The tom was roosted on the north side of a timber ridge, where I had planted a secluded timber plot right after completing a controlled burn. I felt like this long, skinny plot — similar to a logging road — would be our best opportunity to kill this turkey, and it would allow for quiet entry in the dark. After a nearly flawless setup with the decoys in the middle of the freshly planted plot, we used the starlight to pick what looked liked the two best trees to sit against. Our anticipation rose with each passing minute as we waited for the first daylight gobble. After just 20 minutes, the bird gobbled for the first time, echoing across the hardwood ridge. He proceeded to gobble consistently as daylight increased.

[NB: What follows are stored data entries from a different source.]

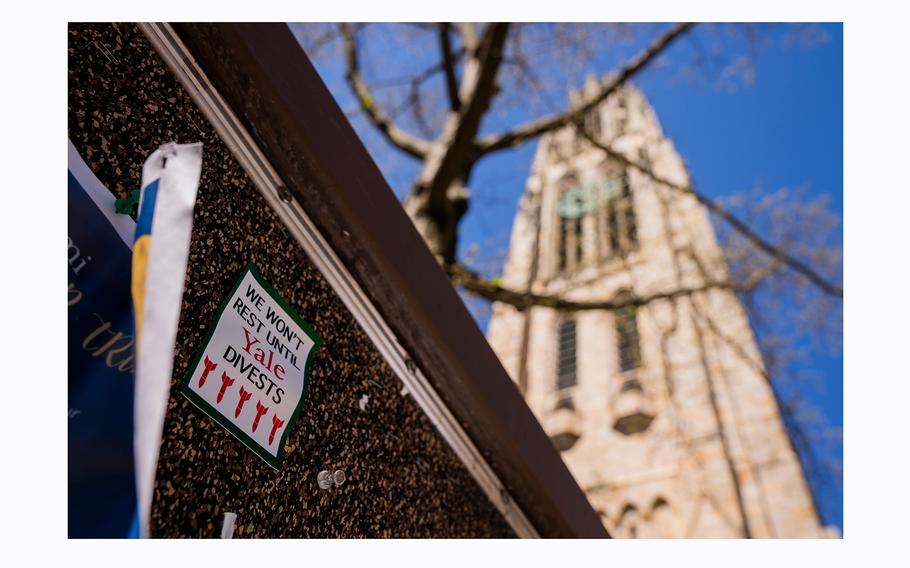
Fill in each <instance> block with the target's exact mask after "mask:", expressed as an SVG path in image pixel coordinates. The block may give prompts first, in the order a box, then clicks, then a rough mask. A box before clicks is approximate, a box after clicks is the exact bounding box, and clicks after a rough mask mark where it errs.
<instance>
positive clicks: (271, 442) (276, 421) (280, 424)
mask: <svg viewBox="0 0 910 568" xmlns="http://www.w3.org/2000/svg"><path fill="white" fill-rule="evenodd" d="M283 425H284V420H279V419H278V415H277V414H273V415H272V433H271V434H269V445H270V446H271V445H272V442H274V441H275V432H277V431H278V429H279V428H281V427H282V426H283Z"/></svg>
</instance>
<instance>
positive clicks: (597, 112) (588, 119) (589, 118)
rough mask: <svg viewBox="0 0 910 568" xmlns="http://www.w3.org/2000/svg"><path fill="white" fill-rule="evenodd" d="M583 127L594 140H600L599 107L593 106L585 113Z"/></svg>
mask: <svg viewBox="0 0 910 568" xmlns="http://www.w3.org/2000/svg"><path fill="white" fill-rule="evenodd" d="M584 128H585V133H587V135H588V136H590V137H591V138H593V139H594V140H600V135H601V121H600V109H599V107H594V108H593V109H591V110H589V111H588V112H586V113H585V117H584Z"/></svg>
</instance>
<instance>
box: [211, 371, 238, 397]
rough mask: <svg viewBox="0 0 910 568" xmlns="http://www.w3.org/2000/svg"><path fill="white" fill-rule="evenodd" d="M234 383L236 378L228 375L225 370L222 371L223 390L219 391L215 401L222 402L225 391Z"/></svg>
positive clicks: (221, 377)
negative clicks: (217, 396) (225, 372)
mask: <svg viewBox="0 0 910 568" xmlns="http://www.w3.org/2000/svg"><path fill="white" fill-rule="evenodd" d="M232 384H234V379H232V378H230V377H229V376H227V373H225V372H224V371H222V372H221V390H220V391H218V398H217V399H216V400H215V402H221V399H222V398H224V391H226V390H227V388H228V387H229V386H231V385H232Z"/></svg>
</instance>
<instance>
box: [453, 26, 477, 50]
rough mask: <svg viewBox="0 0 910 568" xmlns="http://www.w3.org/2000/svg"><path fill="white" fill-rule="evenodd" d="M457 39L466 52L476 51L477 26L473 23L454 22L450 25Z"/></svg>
mask: <svg viewBox="0 0 910 568" xmlns="http://www.w3.org/2000/svg"><path fill="white" fill-rule="evenodd" d="M452 25H453V26H454V27H455V31H457V32H458V37H460V38H461V45H463V46H464V48H465V49H467V50H468V51H474V50H475V49H477V24H475V23H473V22H456V23H455V24H452Z"/></svg>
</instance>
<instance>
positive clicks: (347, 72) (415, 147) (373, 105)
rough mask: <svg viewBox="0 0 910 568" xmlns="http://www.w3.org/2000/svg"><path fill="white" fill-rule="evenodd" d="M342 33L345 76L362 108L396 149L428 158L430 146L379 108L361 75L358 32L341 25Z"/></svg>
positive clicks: (429, 145) (343, 25)
mask: <svg viewBox="0 0 910 568" xmlns="http://www.w3.org/2000/svg"><path fill="white" fill-rule="evenodd" d="M341 32H342V36H343V37H344V47H345V56H346V60H347V72H346V73H345V76H346V78H347V80H348V84H349V85H350V86H351V89H352V90H353V91H354V94H355V95H356V96H357V100H358V102H359V103H360V107H361V108H362V109H363V111H364V113H365V114H366V115H367V117H368V118H369V119H370V122H372V123H373V124H374V125H375V126H376V128H377V129H378V130H379V131H380V132H382V134H383V135H384V136H385V137H386V139H387V140H388V141H389V142H390V143H391V144H392V145H394V146H395V147H397V148H399V149H400V150H402V151H403V152H405V153H407V154H408V155H410V156H413V157H414V158H417V159H418V160H423V159H424V158H426V156H427V154H428V153H429V150H430V144H429V143H428V142H426V141H425V140H421V139H420V138H417V137H416V136H412V135H410V134H408V133H407V132H405V131H404V130H402V129H400V128H399V127H398V126H396V125H395V123H394V122H393V121H392V119H391V118H390V117H389V116H388V115H387V114H386V113H385V112H383V111H382V109H380V108H379V106H378V105H377V104H376V101H375V100H374V99H373V96H372V94H371V93H370V89H369V87H367V84H366V82H365V81H364V80H363V77H362V76H361V75H360V64H359V60H358V58H357V39H356V37H355V34H356V32H355V31H354V28H353V27H352V26H351V25H350V24H346V23H345V24H341Z"/></svg>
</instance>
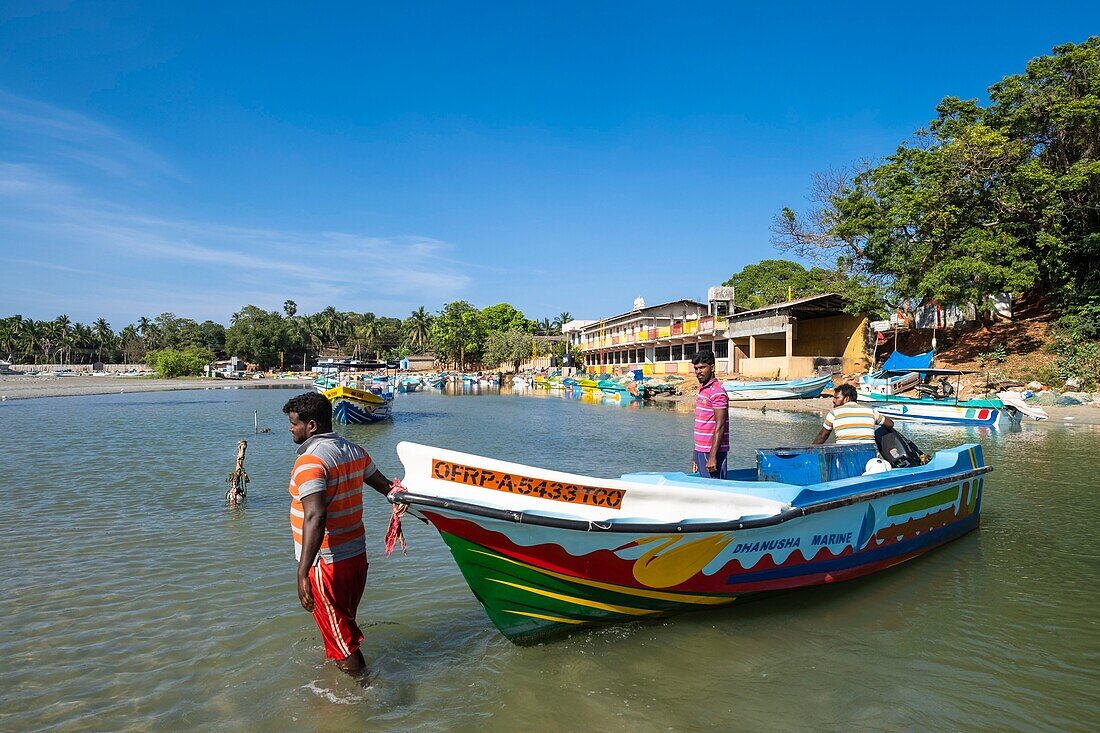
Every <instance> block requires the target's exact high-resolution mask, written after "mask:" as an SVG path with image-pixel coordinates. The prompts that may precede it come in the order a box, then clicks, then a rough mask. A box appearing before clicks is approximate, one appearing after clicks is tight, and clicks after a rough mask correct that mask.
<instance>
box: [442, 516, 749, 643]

While the bird was still roosted, I did a series of light tree yelps on my slate call, three different times: one series to get his attention, one to ensure I still had it, and as the bird prepared to pitch off the limb, I hit him with one last series of soft tree yelps. The bird gobbled at my call and immediately flew down. It would be his last gobble ever. He landed in the food plot, about 60 yards away through the timber, where he immediately went into full strut. There was a moment of panic as a couple of hens we were unaware of pitched down in the opposite direction. The gobbler paid them no attention, slowly but surely, spitting and drumming the entire time, was on a straight path to the decoys. Upon flying down, I replaced my slate call with my trusty turkey 12 gauge shotgun, passed down to me by my "Papa," who watches my turkey hunts from heaven above. The beautiful tom waltzed down the long narrow food plot to within only a few yards of my decoys, offering a perfect shot opportunity.

With the bead of my gun steady on his white head, I squeezed the trigger. The bird folded immediately, and celebrations with Wes ensued. I can't recall a single turkey hunt in my entire life where the hunt went exactly as it was planned, but for some reason, that's how this first hunt went on my first piece of land I can call my own. To experience such a cool hunt, to harvest a bird with my best buddy on my own land just a short distance from my home, felt different than any turkey I'd ever harvested.

I believe land ownership is the ultimate investment, and it's because of the memories made, just like this one. It may be the first gobbler taken on my farm, but I can assure you it won't be the last. Nor will Wes be the last person I invite to share in these experiences, creating more memories to last a lifetime. This once random spot on my farm is now called "Turkey Ridge," where this hunt will forever be stitched into my brain.